BTW, Welcome to the board.


----------



## Tidalreach (Jul 30, 2012)

Thanks.

For fifty bux, its a durable simple and , well, cheap rod that gets the bait out there. It could be worse - like my 7' Ogly Stick. Oh brother - time was when a rod could make a full loop. Well I had this snag with ten pound test - mustve been a log or soemthing some six feet down in the river. Im pulling - strongly and the rod is doing a perfect U shape then BLAM!!!! The damned thing SHATTERED!!! I had some minor abrasion and utter shock to go with the pain.
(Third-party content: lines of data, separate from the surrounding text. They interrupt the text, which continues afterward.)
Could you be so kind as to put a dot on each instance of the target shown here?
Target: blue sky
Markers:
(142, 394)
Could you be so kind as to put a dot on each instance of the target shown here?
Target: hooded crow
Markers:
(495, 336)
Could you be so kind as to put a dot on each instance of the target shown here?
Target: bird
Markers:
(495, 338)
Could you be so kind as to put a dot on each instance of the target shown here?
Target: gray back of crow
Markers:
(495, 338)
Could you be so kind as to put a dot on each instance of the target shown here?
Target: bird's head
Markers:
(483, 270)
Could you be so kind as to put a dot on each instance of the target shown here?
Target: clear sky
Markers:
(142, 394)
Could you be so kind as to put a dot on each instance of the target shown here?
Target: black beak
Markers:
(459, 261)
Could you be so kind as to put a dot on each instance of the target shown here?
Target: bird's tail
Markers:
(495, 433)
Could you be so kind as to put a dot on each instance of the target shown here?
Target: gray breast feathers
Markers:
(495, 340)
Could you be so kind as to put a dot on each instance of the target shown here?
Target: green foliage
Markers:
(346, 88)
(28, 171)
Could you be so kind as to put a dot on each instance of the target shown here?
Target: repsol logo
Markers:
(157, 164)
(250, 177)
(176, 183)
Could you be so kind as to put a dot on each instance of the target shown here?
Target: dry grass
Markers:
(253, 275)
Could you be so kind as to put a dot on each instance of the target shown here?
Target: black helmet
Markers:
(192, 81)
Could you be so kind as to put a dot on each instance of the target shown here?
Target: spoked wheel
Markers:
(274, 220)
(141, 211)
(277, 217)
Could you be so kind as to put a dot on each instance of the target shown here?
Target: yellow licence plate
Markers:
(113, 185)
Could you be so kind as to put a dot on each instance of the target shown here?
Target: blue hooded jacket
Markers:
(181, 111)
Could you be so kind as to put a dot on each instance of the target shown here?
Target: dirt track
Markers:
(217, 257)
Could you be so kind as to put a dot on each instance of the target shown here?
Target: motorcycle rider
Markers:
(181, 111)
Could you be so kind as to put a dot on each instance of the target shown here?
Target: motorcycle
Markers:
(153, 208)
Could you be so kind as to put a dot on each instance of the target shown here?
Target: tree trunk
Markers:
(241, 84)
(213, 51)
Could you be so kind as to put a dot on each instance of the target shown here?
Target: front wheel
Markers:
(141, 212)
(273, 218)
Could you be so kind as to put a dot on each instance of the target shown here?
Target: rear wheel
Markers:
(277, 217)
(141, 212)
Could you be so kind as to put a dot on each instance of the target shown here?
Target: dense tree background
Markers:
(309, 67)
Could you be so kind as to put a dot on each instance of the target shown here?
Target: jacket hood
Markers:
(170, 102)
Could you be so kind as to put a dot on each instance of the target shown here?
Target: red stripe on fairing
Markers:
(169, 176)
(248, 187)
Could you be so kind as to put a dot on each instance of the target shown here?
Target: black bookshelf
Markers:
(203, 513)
As a kid my Dad was kind enough to equip me with a Garcia Mitchell 300 with a Garcia CONLON six footer and eight pound test. I snagged everything underwater and in the trees and I had no fear in getting my stuff back. The rod never failed me. This Walmart junk though... oh its got the neat iridescent stickers, decals and what have you and its just a cheap piece of junk. LOL, the Wonder rod is just cheap.

Thanks for the advice.

Pete


----------



## NC KingFisher (Nov 20, 2011)

Tidalreach said:


> Thanks.
> 
> For fifty bux, its a durable simple and , well, cheap rod that gets the bait out there. It could be worse - like my 7' Ogly Stick. Oh brother - time was when a rod could make a full loop. Well I had this snag with ten pound test - mustve been a log or soemthing some six feet down in the river. Im pulling - strongly and the rod is doing a perfect U shape then BLAM!!!! The damned thing SHATTERED!!! I had some minor abrasion and utter shock to go with the pain. As a kid my Dad was kind enough to equip me with a Garcia Mitchell 300 with a Garcia CONLON six footer and eight pound test. I snagged everything underwater and in the trees and I had no fear in getting my stuff back. The rod never failed me. This Walmart junk though... oh its got the neat iridescent stickers, decals and what have you and its just a cheap piece of junk. LOL, the Wonder rod is just cheap.
> 
> ...


the higher quality ugly stick balnks are thhe bomb, and they stop there. The guide wraps are just sticker. But i did snag a cownose trout fishing with a reel that had like 50lb braid on it and that thing was bent over double till the ray found the pylons


----------



## RocknReds (Jun 13, 2010)

Purchase a Tommy Farmer 12' rod. You'll be forever glad you did.


----------



## SALTSHAKER (Dec 5, 2002)

*rod*

Tidal you get down to NJ, give me a note and you can thow my Tommy Farmer all sizes.....like rockenreds says you won't regret it.... salt


----------



## Tidalreach (Jul 30, 2012)

*Thanks Guys.*

Thanks Guys. Ill definately keep the good advice in mind. You too Salt.

Pete


----------



## SALTSHAKER (Dec 5, 2002)

*rod*

Anytime pete.....


----------